Ce très beau film, fondé sur des faits réels, débute dans un camp de réfugiés éthiopiens au Soudan. Famine, misère, désespoir hantent les regards. Une mère chrétienne découvre qu'une opération de rapatriement est en cours vers Israël. Mais voilà : cette « opération Moïse » (conduite en 1984-85) n'est prévue que pour les réfugiés éthiopiens juifs. La maman va alors confier son fils à une maman juive qui vient de perdre le sien.
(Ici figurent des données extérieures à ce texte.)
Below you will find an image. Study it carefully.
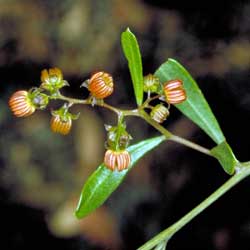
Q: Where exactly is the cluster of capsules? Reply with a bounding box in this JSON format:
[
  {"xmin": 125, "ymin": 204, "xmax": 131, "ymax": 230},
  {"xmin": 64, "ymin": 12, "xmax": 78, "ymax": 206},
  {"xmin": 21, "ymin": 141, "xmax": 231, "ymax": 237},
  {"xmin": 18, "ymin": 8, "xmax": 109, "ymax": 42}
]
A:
[{"xmin": 9, "ymin": 68, "xmax": 186, "ymax": 171}]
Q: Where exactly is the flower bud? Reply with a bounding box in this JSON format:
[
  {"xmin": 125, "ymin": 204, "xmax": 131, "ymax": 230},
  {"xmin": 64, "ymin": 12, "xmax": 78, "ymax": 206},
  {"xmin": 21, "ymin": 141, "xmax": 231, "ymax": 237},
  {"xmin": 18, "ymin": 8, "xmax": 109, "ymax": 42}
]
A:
[
  {"xmin": 41, "ymin": 68, "xmax": 69, "ymax": 92},
  {"xmin": 88, "ymin": 72, "xmax": 114, "ymax": 99},
  {"xmin": 164, "ymin": 79, "xmax": 187, "ymax": 104},
  {"xmin": 9, "ymin": 90, "xmax": 36, "ymax": 117},
  {"xmin": 143, "ymin": 74, "xmax": 160, "ymax": 93},
  {"xmin": 150, "ymin": 104, "xmax": 169, "ymax": 123},
  {"xmin": 50, "ymin": 115, "xmax": 72, "ymax": 135},
  {"xmin": 104, "ymin": 149, "xmax": 131, "ymax": 172},
  {"xmin": 50, "ymin": 103, "xmax": 79, "ymax": 135},
  {"xmin": 105, "ymin": 123, "xmax": 132, "ymax": 150}
]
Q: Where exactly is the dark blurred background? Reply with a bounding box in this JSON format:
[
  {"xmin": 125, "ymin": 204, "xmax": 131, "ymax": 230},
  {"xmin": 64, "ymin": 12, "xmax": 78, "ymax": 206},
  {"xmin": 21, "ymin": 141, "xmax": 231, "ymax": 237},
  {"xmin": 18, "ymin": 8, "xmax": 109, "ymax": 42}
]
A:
[{"xmin": 0, "ymin": 0, "xmax": 250, "ymax": 250}]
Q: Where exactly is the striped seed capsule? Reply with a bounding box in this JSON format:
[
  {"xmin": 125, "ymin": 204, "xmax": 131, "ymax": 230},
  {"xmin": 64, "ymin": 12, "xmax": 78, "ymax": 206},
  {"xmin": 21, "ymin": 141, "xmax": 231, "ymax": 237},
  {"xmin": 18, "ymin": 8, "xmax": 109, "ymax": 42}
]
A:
[
  {"xmin": 150, "ymin": 104, "xmax": 169, "ymax": 123},
  {"xmin": 104, "ymin": 149, "xmax": 131, "ymax": 172},
  {"xmin": 9, "ymin": 90, "xmax": 36, "ymax": 117},
  {"xmin": 88, "ymin": 72, "xmax": 114, "ymax": 99},
  {"xmin": 164, "ymin": 79, "xmax": 187, "ymax": 104},
  {"xmin": 50, "ymin": 115, "xmax": 72, "ymax": 135}
]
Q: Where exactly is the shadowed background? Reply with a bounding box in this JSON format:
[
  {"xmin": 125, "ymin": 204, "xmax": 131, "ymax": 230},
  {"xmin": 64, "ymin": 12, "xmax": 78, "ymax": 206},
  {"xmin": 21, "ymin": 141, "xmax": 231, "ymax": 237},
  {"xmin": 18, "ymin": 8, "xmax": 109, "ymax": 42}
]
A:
[{"xmin": 0, "ymin": 0, "xmax": 250, "ymax": 250}]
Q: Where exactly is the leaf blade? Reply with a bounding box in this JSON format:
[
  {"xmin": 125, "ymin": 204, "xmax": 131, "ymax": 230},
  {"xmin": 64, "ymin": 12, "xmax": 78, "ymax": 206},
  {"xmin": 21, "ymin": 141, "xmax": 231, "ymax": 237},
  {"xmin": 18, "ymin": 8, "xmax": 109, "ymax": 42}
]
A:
[
  {"xmin": 210, "ymin": 141, "xmax": 238, "ymax": 175},
  {"xmin": 121, "ymin": 28, "xmax": 143, "ymax": 106},
  {"xmin": 155, "ymin": 59, "xmax": 225, "ymax": 144},
  {"xmin": 75, "ymin": 136, "xmax": 166, "ymax": 219}
]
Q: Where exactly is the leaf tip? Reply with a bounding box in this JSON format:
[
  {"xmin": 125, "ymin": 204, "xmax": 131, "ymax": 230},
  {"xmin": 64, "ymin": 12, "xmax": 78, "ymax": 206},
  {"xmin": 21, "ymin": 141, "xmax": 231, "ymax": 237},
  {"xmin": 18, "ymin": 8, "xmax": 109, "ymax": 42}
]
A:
[{"xmin": 126, "ymin": 27, "xmax": 131, "ymax": 33}]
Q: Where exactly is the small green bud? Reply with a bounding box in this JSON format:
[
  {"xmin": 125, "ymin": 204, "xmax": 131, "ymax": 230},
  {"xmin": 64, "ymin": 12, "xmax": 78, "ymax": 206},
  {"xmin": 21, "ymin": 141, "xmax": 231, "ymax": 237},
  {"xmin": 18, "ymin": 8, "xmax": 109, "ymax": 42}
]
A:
[{"xmin": 143, "ymin": 74, "xmax": 160, "ymax": 93}]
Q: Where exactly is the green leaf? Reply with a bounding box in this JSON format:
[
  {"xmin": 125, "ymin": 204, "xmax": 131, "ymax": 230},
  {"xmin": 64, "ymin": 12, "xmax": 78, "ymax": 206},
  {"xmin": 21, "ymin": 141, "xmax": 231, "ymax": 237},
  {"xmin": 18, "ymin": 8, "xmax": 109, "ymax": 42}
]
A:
[
  {"xmin": 155, "ymin": 59, "xmax": 225, "ymax": 144},
  {"xmin": 121, "ymin": 28, "xmax": 143, "ymax": 106},
  {"xmin": 75, "ymin": 136, "xmax": 166, "ymax": 219},
  {"xmin": 210, "ymin": 141, "xmax": 238, "ymax": 174}
]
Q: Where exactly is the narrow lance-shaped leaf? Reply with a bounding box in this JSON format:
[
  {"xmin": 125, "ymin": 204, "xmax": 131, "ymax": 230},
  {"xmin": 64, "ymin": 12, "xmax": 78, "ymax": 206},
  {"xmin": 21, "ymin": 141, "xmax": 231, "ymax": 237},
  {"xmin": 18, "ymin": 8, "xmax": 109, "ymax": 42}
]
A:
[
  {"xmin": 121, "ymin": 28, "xmax": 143, "ymax": 106},
  {"xmin": 211, "ymin": 141, "xmax": 238, "ymax": 174},
  {"xmin": 75, "ymin": 136, "xmax": 166, "ymax": 219},
  {"xmin": 155, "ymin": 59, "xmax": 225, "ymax": 144}
]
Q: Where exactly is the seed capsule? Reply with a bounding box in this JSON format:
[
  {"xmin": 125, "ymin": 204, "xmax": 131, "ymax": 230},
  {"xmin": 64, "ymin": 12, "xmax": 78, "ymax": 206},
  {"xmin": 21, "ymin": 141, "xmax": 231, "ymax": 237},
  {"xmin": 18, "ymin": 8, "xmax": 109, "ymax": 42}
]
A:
[
  {"xmin": 50, "ymin": 115, "xmax": 72, "ymax": 135},
  {"xmin": 150, "ymin": 104, "xmax": 169, "ymax": 123},
  {"xmin": 88, "ymin": 72, "xmax": 114, "ymax": 99},
  {"xmin": 104, "ymin": 149, "xmax": 131, "ymax": 172},
  {"xmin": 9, "ymin": 90, "xmax": 36, "ymax": 117},
  {"xmin": 164, "ymin": 79, "xmax": 187, "ymax": 104}
]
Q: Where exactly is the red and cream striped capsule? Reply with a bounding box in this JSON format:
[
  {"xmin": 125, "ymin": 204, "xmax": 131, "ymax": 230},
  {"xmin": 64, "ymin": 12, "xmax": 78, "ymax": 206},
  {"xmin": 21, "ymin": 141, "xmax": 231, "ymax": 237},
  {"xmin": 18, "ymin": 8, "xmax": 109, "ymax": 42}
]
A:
[
  {"xmin": 88, "ymin": 71, "xmax": 114, "ymax": 99},
  {"xmin": 9, "ymin": 90, "xmax": 36, "ymax": 117},
  {"xmin": 104, "ymin": 149, "xmax": 131, "ymax": 172},
  {"xmin": 164, "ymin": 79, "xmax": 187, "ymax": 104},
  {"xmin": 150, "ymin": 104, "xmax": 169, "ymax": 123},
  {"xmin": 50, "ymin": 115, "xmax": 72, "ymax": 135}
]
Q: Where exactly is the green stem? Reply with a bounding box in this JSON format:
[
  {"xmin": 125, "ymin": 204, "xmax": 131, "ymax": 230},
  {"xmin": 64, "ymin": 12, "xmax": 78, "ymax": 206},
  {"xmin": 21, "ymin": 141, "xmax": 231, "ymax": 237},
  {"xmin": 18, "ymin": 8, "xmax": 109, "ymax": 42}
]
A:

Avant de se séparer, elle dit à son garçon cette phrase prophétique : « va, vis et deviens ».
Nouvel environnement
Parvenu en Terre Promise, l'enfant est adopté par une famille juive citadine. Son identité ? Elle est à reconstruire. Ce processus en trois parties (« va », « vis », « deviens ») passe par un changement de prénom. Le petit chrétien s'appelle désormais Shlomo (Salomon), le juif. Perdu dans un monde dont il ignore toutes les règles, le petit Shlomo est confronté, dans le regard des autres, à sa différence. Sa couleur de peau fait peur, on l'évite. Mais avec l'amour de sa maman adoptive, l'aide malicieuse de son papy (exilé d'Alexandrie), les assiduités d'une jeune fille qui devient amoureuse de lui, le jeune Éthiopien va, peu à peu, se construire un avenir. Devenir un homme. Faire des études de médecine. Mais comment oublier ses origines ? Seuls, la lune blafarde au cœur de la nuit, et le regard compréhensif du chef spirituel de la communauté juive éthiopienne, vont l'aider à ne pas se perdre.
De quelle couleur es-tu ?
Un épisode, au milieu du film, joue aussi un rôle clef : invité à une controverse talmudique où il se rend par défi, Schlomo doit répondre à cette question centrale : quelle était la couleur de peau d'Adam ? Avec une grande finesse, Shlomo s'appuie sur le nom d'Adam. Il expose le fait qu'Adam n'était ni blanc, ni noir, mais rouge, couleur de l'argile mais aussi du sang (adama signifie terre, et adom signifie rouge). En partant du nom du premier humain biblique, Schlomo revient à l'essentiel : par-delà les étiquettes, les doigts accusateurs pointés sur ceux qui diffèrent, notre identité et notre nom ne sont pas là pour nous séparer. Ils devraient au contraire nous relier à une source commune qui nous dépasse, cette source divine qui veut nous sauver de l'exil du Mal pour nous donner la Terre Promise de l'adoption et de la réconciliation.